俺様常務の甘い策略
……ほんと、人の話を聞かないじじいだな。

「この会社の為に戻って来たんですよ。トップに立つのも面白いと思って」

俺はフッと微笑する。

人生にはいろんな選択肢がある。

代々政治家の家に生まれたが、俺は政治家にはならず大学卒業後は渡米してビジネスマンになる道を選んだ。

入社した会社は世界最大の石油会社。

入社二年目にCEOのジョージ・スコットの目にとまり、彼の手足となってアフリカやアラブの産油国の政府高官と交渉をしてきた。命懸けで紛争地域に行った事も何度もあるし、政府との交渉が決裂して、危うく拘束されそうになった事もある。

スパイ映画の世界を地でいっていた。

慌ただしい日常。

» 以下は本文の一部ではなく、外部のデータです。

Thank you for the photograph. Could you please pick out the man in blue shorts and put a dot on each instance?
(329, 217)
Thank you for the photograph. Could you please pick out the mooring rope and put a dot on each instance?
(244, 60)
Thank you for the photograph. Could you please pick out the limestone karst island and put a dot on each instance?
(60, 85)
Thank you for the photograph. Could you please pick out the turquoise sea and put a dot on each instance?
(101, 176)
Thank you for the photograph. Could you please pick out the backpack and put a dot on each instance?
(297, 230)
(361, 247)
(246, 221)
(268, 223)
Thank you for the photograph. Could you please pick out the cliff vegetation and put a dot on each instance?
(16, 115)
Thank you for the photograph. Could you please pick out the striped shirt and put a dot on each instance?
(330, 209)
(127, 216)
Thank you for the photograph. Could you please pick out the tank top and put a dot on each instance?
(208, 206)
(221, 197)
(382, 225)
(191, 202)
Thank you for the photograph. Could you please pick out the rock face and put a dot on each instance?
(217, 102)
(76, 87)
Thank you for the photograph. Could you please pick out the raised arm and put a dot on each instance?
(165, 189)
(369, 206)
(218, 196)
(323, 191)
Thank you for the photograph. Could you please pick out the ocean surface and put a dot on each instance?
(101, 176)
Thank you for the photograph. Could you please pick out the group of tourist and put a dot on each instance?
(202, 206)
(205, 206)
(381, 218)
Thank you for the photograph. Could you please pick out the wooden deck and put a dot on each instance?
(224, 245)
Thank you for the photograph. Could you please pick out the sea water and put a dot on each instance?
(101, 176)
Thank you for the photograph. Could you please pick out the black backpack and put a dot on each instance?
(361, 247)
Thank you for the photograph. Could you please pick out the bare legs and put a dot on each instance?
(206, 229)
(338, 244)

ジョージに新たなポストをオファーされていたが、ちょうど田崎常務の事件があって俺は風間物産に入ってじいさんの跡を継ぐことを決意した。

じいさんには後継者の件で、小さい頃から「私の跡を継いでくれ」とよく口説かれていた。じいさんには息子がいない。

小さい頃、両親が選挙活動で忙しい時はよくじいさんの家に預けられていたせいか、俺は彼にかなり気に入られていた。